Highlight
- The Columbia Engineering researchers developed a new system that creates whisper-quiet sounds that you can play in any room, in any situation, to block intelligent devices from spying on you.
- The researchers have developed an AI algorithm to help individuals protect their privacy from antagonists trying to steal their data through rogue microphones.
Have you ever seen some online ads that are mysteriously close to something you may have just discussed with your closest family member or friends? Today, most electronic equipment, including mobile phones, watches, televisions, and voice assistants, are integrated with microphones, and they are always listening to you. Computers consistently utilize neural networks and Artificial Intelligence (AI) to process your voice to get information from you. What can you do if you want to stop this from occurring?

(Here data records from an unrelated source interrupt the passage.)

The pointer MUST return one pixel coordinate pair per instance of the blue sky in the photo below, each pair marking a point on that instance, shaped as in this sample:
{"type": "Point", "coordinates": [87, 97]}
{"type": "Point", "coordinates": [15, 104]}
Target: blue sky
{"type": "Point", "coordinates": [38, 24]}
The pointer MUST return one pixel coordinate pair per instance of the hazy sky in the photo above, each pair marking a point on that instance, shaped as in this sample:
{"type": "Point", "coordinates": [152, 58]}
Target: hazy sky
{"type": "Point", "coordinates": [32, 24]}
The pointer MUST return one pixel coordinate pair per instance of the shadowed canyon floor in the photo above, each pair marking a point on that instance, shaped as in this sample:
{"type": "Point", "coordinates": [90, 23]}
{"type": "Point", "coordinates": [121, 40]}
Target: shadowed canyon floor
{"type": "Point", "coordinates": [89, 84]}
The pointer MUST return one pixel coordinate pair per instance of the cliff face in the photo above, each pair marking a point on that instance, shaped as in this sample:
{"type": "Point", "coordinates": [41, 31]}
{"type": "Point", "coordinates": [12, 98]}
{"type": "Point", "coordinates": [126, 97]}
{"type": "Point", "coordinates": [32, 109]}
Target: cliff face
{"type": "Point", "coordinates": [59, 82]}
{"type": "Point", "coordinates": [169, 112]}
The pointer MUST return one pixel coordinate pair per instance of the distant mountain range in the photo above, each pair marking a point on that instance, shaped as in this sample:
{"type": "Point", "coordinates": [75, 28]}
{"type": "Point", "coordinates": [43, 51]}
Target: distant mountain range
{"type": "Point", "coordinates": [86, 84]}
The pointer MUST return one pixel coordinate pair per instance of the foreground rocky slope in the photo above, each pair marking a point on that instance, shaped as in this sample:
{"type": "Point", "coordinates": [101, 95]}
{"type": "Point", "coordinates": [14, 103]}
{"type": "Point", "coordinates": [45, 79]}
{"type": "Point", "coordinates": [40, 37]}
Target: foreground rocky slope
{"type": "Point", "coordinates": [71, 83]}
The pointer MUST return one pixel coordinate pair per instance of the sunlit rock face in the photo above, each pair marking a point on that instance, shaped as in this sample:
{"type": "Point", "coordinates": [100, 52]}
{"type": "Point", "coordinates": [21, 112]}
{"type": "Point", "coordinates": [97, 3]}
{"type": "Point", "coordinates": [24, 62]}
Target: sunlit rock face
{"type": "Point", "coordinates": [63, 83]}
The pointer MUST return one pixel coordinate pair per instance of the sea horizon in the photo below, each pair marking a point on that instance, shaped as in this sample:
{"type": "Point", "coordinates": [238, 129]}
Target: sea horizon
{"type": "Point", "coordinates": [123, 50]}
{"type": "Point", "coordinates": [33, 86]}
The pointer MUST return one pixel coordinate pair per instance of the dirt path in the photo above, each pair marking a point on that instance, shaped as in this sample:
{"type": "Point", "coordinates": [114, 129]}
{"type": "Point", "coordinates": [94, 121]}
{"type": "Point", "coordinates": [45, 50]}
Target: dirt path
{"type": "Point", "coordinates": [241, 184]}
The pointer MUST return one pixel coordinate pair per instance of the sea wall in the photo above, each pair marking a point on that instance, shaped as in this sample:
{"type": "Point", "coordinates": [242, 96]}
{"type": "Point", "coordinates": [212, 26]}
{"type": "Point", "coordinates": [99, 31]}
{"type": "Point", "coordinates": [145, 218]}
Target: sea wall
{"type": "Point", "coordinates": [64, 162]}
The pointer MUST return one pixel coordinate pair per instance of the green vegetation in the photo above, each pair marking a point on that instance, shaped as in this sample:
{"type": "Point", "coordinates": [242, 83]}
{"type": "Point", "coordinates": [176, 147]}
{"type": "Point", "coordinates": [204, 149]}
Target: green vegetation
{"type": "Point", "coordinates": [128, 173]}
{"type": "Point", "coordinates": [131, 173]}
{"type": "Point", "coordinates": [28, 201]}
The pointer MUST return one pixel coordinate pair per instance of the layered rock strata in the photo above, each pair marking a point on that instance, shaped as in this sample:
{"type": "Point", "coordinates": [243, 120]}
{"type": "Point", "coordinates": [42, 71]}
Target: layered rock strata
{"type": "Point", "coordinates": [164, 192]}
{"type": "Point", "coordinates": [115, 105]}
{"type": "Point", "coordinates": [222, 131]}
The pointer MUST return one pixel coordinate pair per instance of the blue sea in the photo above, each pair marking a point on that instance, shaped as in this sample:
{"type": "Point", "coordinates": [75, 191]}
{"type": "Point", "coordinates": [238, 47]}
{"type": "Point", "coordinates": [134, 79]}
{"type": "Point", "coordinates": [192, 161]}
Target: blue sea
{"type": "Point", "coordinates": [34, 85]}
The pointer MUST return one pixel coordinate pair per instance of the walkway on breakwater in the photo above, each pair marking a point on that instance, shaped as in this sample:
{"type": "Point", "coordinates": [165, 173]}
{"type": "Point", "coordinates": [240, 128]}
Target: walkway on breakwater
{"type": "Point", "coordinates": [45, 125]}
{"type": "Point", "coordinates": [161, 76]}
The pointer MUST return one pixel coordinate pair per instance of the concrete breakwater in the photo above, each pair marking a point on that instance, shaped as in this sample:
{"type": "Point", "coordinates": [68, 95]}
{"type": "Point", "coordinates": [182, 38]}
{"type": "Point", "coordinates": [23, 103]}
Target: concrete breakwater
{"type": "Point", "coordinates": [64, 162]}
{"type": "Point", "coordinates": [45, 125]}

In the past, as displayed in a famous hit TV show, “The Americans,” one could play music with the volume up or turn on the water in the bathroom. But what if you do not want to shout on the piece to interact consistently? A research team at Columbia Engineering has designed a new system that creates whisper-quiet sounds that you can play in any room, in any situation, to block intelligent devices from spying on you. It is very simple to integrate with hardware such as computers, and smartphones, providing people agency over protecting their voice privacy.
“A key technical challenge to achieving this was to make it all work fast enough. Our algorithm, which manages to block a rogue microphone from correctly hearing your words 80% of the time, is the fastest and the most accurate on our testbed. It works even when we don’t know anything about the rogue microphone, such as its location or even the computer software running on it. It camouflages a person’s voice over-the-air, hiding it from these listening systems, and without inconveniencing the conversation between people in the room,” said assistant professor of computer science Carl Vondrick.
Be on top of the interactions
The team’s results in corrupting automatic speech recognition systems are theoretically known to be possible in AI; accomplishing them quickly enough to utilize them in practical applications remained a major challenge. The concern had been that a sound that breaks a user’s voice now – at a particular moment – is not the sound that will break speech a moment later. As individuals interact, their voices continuously change as they say different words and speak quickly. Such changes make it challenging for a system to keep up with the fast pace of an individual’s speech.
Releasing ‘predictive attacks’
The research team wanted to develop a framework that could break neural networks in real-time, constantly delivered as the speech is spoken, and applicable to a majority of vocabulary in a language. They had successfully overcome at least one of these three requirements in the past, but no one has accomplished all three.
Chiquier’s latest framework utilizes what she calls “predictive attacks,” a signal that can disrupt any word that automatic speech recognition models are trained to transcribe. Furthermore, when the sounds are played over-the-air, they must be loud enough to disrupt any rogue “listening-in” microphone that might be far away. The attack sound must make a similar distance as the voice.
The research team’s module accomplishes real-time performance by predicting an attack on the future of the signal, or word, conditioned on two seconds of input speech. The researchers optimized the attack to have a volume similar to normal background noise, enabling individuals in a room to interact naturally and without being successfully tracked by an automatic speech recognition system. The researchers successfully displayed that their approach works inside real-world rooms with natural ambient noise and intricate—scene geometries.
Experts view
“Our algorithm is able to keep up by predicting the characteristics of what a person will say next, giving it enough time to generate the right whisper to make. So far, our method works for the majority of the English language vocabulary, and we plan to apply the algorithm to more languages, as well as eventually make the whispering sound completely imperceptible,” lead author of the study and a Ph.D. student in Vondrick’s lab, Mia Chiquier, said.